- Sukhpur Location in Bihar, India Sukhpur Sukhpur (India)
- Coordinates: 26°03′N 86°32′E﻿ / ﻿26.050°N 86.533°E
- Country: India
- State: Bihar
- District: Supaul

Languages
- • Official: Maithili, Hindi
- Time zone: UTC+5:30 (IST)
- PIN: 852130
- Telephone code: 06473
- Vehicle registration: BR-50
- Coastline: 0 kilometres (0 mi)
- Nearest city: Supaul
- Lok Sabha constituency: Supaul

= Sukhpur =

Sukhpur is a village in North Bihar.

Sukhpur has fertile alluvial soil, as it lies in the plain of Koshi. Climate of village is mild and monsoon type. Summer is less hot compared to northern India, mainly due to its proximity to the eastern Himalayas but temperature goes down to as cold as 8C during Winter. Rain is mainly concentrated from May to September. The village receives more than 250 cm of rain per year. Sukhpur is also flood prone due to the shifting nature of the Koshi River; however, the village has not yet seen flood water beyond its outskirts.

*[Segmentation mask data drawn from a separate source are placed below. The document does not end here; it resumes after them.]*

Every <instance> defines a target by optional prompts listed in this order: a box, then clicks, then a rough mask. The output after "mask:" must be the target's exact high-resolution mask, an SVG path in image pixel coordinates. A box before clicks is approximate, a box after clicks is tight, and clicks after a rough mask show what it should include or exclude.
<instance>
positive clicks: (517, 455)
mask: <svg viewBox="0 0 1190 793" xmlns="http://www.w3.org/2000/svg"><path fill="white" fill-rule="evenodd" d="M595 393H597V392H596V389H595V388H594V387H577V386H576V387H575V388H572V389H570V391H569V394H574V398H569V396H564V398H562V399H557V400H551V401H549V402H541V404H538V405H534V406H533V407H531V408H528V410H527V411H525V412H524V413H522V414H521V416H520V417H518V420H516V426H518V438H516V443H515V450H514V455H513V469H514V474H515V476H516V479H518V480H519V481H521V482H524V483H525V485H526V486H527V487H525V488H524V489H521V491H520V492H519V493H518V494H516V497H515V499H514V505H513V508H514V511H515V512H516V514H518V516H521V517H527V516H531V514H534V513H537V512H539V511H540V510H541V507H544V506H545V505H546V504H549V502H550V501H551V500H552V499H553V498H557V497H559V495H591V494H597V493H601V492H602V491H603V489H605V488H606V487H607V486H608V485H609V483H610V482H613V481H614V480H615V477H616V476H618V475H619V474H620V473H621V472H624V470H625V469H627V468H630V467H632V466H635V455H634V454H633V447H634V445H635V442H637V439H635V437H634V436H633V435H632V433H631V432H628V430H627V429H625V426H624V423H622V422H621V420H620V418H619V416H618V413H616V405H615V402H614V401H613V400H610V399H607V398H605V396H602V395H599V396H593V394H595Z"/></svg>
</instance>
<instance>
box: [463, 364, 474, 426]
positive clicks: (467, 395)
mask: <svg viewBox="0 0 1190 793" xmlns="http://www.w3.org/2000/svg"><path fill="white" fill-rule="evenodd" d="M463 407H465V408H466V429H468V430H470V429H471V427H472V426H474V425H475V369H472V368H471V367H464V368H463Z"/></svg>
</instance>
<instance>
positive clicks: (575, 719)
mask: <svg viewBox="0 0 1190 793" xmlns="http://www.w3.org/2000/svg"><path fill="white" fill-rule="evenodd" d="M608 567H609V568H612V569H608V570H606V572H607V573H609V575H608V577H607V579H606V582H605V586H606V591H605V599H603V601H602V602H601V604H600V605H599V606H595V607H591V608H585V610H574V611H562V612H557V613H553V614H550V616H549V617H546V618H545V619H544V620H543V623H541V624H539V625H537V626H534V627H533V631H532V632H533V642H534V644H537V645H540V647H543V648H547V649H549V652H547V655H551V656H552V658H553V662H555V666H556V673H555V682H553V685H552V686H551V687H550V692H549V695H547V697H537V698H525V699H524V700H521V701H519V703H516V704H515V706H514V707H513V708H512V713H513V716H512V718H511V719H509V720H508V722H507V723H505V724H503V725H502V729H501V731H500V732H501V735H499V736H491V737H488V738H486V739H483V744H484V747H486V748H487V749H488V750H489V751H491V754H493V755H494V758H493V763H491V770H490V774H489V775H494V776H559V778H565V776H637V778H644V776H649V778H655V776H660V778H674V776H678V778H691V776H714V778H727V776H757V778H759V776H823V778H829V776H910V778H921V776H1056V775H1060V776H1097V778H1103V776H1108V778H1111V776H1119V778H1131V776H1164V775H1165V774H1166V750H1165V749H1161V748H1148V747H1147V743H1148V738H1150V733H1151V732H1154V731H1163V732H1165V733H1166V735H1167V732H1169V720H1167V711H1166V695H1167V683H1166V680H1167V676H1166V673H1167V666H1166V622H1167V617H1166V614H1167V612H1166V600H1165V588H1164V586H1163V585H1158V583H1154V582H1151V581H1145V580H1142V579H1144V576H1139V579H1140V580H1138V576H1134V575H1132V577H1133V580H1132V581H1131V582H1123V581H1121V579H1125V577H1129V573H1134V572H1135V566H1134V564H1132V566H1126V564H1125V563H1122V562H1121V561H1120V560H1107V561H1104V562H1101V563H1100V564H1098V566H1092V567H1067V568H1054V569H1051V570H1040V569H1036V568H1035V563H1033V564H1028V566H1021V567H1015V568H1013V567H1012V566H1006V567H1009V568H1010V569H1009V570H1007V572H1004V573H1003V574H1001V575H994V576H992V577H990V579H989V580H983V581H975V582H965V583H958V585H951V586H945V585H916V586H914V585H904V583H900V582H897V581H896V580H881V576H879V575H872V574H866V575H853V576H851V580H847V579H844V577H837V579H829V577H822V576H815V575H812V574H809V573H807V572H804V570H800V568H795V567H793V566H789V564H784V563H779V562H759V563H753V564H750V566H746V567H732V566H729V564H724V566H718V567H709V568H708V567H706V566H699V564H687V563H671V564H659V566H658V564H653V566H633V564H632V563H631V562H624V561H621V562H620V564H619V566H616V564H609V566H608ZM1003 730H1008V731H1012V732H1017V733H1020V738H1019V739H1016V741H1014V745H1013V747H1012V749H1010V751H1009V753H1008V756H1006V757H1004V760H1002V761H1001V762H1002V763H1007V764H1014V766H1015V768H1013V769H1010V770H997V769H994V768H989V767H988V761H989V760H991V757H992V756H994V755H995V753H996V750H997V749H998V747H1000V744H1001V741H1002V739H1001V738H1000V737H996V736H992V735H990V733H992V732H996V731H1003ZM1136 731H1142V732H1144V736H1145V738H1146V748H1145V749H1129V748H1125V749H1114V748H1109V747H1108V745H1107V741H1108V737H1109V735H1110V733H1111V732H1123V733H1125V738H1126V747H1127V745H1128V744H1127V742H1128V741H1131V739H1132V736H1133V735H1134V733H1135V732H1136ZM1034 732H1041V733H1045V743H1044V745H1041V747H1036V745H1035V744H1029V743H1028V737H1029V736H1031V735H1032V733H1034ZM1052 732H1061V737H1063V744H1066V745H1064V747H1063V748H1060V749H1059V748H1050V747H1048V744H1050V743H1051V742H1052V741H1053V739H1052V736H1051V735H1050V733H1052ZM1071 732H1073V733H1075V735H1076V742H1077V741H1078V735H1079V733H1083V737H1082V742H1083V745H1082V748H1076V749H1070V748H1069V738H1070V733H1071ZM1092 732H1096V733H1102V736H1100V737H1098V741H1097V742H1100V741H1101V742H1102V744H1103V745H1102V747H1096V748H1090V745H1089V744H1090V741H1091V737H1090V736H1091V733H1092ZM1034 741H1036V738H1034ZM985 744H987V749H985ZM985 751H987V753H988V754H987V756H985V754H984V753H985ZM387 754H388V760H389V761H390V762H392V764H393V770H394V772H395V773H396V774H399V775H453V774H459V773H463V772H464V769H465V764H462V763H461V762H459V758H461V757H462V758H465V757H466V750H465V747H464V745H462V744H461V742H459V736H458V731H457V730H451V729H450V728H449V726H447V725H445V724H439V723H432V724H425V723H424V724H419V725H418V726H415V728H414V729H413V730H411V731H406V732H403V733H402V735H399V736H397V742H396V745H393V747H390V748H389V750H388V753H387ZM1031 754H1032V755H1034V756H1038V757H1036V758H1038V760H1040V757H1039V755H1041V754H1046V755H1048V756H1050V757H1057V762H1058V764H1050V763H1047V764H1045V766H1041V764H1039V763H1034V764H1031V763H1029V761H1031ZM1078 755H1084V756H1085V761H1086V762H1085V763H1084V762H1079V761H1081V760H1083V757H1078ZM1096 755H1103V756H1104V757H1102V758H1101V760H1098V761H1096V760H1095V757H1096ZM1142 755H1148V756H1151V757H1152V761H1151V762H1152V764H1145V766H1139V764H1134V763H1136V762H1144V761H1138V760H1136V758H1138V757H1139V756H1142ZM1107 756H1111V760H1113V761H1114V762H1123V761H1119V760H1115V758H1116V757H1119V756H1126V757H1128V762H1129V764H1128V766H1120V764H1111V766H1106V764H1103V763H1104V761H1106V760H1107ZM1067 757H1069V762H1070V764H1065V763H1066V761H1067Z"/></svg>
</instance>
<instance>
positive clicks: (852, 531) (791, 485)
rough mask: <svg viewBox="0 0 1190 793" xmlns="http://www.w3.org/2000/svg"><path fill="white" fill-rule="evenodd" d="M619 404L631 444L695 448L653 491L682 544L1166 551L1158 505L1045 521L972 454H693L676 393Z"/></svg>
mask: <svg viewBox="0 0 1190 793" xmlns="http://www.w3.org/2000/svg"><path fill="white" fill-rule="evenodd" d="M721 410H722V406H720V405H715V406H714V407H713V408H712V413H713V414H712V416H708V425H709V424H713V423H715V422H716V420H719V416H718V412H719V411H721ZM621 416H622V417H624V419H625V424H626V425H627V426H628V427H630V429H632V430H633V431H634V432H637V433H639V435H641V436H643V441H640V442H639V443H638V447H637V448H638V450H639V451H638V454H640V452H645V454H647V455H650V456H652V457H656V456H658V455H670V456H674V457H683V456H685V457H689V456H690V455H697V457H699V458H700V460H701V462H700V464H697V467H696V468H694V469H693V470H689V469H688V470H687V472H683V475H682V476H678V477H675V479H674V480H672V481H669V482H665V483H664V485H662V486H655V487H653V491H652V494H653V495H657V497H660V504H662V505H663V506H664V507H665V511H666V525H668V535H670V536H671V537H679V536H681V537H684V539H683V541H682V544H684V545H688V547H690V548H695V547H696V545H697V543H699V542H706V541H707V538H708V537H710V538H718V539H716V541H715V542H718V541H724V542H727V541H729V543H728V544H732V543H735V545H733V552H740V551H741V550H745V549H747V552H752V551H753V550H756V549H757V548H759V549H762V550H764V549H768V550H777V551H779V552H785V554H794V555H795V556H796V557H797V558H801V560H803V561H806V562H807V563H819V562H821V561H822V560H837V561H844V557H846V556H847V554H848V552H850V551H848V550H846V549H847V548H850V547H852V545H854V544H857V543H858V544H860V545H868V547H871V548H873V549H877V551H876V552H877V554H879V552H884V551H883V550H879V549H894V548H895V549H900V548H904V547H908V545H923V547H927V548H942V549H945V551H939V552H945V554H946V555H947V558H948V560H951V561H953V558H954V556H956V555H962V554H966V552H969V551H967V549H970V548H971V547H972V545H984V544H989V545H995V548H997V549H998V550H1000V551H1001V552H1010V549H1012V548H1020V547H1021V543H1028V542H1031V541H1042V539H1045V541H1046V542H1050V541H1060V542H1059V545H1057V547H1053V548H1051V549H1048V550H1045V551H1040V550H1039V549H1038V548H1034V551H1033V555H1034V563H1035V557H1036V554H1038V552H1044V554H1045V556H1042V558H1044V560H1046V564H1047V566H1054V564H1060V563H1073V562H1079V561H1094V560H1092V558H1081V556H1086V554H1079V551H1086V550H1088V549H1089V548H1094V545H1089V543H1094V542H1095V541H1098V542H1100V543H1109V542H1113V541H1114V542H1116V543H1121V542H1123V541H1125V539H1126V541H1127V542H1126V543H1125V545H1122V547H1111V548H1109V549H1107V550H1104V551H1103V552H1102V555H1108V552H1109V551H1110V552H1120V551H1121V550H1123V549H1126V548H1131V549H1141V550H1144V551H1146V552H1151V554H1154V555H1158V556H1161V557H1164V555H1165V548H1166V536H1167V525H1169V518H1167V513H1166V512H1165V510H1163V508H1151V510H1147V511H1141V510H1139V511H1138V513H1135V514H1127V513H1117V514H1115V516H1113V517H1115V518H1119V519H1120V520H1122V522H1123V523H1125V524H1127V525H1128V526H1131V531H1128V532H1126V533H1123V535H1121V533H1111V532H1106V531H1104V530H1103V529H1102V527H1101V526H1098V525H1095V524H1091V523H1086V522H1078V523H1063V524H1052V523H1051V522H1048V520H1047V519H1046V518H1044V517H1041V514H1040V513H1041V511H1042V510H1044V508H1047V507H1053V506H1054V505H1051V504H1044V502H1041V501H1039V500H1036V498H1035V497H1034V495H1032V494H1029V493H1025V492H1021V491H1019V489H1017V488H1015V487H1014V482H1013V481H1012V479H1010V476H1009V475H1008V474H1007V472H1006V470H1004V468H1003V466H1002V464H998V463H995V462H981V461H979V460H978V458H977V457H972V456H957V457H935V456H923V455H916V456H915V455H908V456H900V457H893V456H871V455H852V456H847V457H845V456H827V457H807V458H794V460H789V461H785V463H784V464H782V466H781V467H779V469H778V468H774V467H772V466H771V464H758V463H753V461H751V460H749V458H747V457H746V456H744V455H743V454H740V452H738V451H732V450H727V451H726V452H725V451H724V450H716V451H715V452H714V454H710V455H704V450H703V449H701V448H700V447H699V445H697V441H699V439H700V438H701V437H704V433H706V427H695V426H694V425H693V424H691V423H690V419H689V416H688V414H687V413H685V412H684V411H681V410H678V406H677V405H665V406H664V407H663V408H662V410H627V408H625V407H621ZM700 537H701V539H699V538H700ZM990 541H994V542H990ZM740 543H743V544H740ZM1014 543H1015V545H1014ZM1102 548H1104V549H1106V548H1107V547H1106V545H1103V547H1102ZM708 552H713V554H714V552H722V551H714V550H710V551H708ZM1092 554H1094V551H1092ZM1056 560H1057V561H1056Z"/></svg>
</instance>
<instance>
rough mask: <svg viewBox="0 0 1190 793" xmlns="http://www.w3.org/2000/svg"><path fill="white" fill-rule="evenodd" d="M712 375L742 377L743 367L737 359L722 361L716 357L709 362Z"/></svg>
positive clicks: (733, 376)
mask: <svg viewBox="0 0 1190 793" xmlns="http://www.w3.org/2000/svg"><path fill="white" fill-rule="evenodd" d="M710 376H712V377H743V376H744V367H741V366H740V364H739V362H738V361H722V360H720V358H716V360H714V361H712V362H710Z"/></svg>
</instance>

In terms of amenties, Sukhpur has a market, banks, schools, and a primary health care facility. The village's schools enroll students from many surrounding villages.

Sukhpur is the site of the Tilheswar Sthan Temple, dedicated to Lord Shiva. The temple attracts regular visitors of pilgrims from all the surrounding areas. A Devi Mandir (Maiyaa Ghar), located in Bhadarpatti Tola, is also a place of worship. The village also celebrates the Dussehra Celebration

Most of the villagers are engaged in cultivation. On average three crops are taken per year from the same piece of land. Major crops include Paddy, wheat moong, corn, mango, and litchi. Three major land portions, "Lalbagh," "Kalibagh," and "Mamabagh," are occupied by mango trees.

The main religions observed by villagers are Hinduism and Islam.

Sukhpur is linked to Supaul and Saharsa town of the region by road. Neighboring villages are Parsarma, Parsoni, Bero, Malhni, Balha, Solhni, Karanpur and Nawhatta.